Now let me make it abundantly clear that *I* don’t necessarily think that recognizing racial differences, be they cultural, genetic or other, is tantamount to “racism”. But given the state of the popular mind these days, it can be a subtle distinction. My concern is that many people in the reading public may not be willing or able to entertain that distinction. As you’ve suggested, it may be 10 years before most people are ready to discuss these issues in an objective and dispassionate way.
But because I have been “moderating” the raw milk discussion to exclude those issues of race, you’ve accused me in emails of “political correctness”, giving examples from recent history of people who have been unjustly accused, and subsequently “convicted”, at least in the court of public opinion, of being racist, and have thus been removed from their positions etc. All unfairly, because they were not really being racist. I’ve read those articles and agree that they show there’s a problem with our society, with it being too ready to brand people as racist when they’re really just recognizing that perhaps people of different races have different needs, or different things to contribute to society.
So rather than undertake to educate people about the problems our society has regarding racial understanding and political correctness, in addition to my efforts to educate them about raw milk, health and food rights, I’m just been making an editorial decision that it’s simpler, more “on message” if we just don’t “go there” on the blog.
I may also entertain certain views on gay marriage or abortion or gun control or America’s foreign wars that would be similarly divisive if I would talk about them on the blog. I’m also not talking about those things because that’s not what the blog is about. I don’t want to alienate readers unnecessarily by discussing divisive issues that don’t directly bear on the our core topic.
So on the Bovine, we’re working at political change, working to educate the public that raw milk and food rights are good things. The problem I had with many of your comments is that I felt they unnecessarily conflated the raw milk issue with matters of racial distinction. You see, I feel that if we’re trying to get a message out, we need to keep it simple. Now you can call me a one-issue radical, but I’m publishing a blog, not a doctoral dissertation.

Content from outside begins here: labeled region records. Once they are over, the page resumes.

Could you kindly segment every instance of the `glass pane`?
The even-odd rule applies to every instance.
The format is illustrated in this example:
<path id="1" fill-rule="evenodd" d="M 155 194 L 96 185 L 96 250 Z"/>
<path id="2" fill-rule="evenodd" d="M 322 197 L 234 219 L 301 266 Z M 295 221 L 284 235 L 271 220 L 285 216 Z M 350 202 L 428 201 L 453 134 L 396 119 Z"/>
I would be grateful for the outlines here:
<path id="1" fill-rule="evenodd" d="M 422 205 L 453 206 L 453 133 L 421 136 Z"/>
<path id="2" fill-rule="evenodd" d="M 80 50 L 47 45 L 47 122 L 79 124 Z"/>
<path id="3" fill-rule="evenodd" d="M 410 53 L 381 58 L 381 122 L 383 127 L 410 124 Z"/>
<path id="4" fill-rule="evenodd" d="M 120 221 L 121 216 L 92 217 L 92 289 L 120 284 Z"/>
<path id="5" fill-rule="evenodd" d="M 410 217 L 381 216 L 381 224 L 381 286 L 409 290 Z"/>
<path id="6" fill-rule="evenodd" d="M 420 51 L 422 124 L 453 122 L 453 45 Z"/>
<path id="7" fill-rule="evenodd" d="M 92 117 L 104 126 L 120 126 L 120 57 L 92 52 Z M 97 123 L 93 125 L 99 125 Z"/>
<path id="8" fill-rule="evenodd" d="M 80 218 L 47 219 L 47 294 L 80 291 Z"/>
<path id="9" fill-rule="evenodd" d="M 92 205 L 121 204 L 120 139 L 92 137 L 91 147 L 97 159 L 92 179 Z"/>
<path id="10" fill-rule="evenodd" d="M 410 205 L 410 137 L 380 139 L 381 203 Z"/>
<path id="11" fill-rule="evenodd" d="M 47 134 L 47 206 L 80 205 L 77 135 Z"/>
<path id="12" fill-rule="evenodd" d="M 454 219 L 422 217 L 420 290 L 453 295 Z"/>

However, to be fair to you, Gordon, to give you a chance to clear your reputation of misunderstandings from past comments, I’m willing to listen. To entertain your views in the context of an interview. Hey, hopefully I can learn something new in the process. So far all I’ve heard is some vague reference to DNA differences. So tell me more. Expound on it. Let’s have it out. How exactly is raw milk special for certain peoples. And what about other peoples? Don’t they drink milk too?
Gordon, however, does not seem to be willing to engage in the sort of email dialog that I imagined would constitute such an interview. So as an alternative, we can have that exchange of views in the form of comments. That should work. Other readers are certainly welcome to join the process as well, but I ask that we avoid ad hominem attacks in the interests of civility.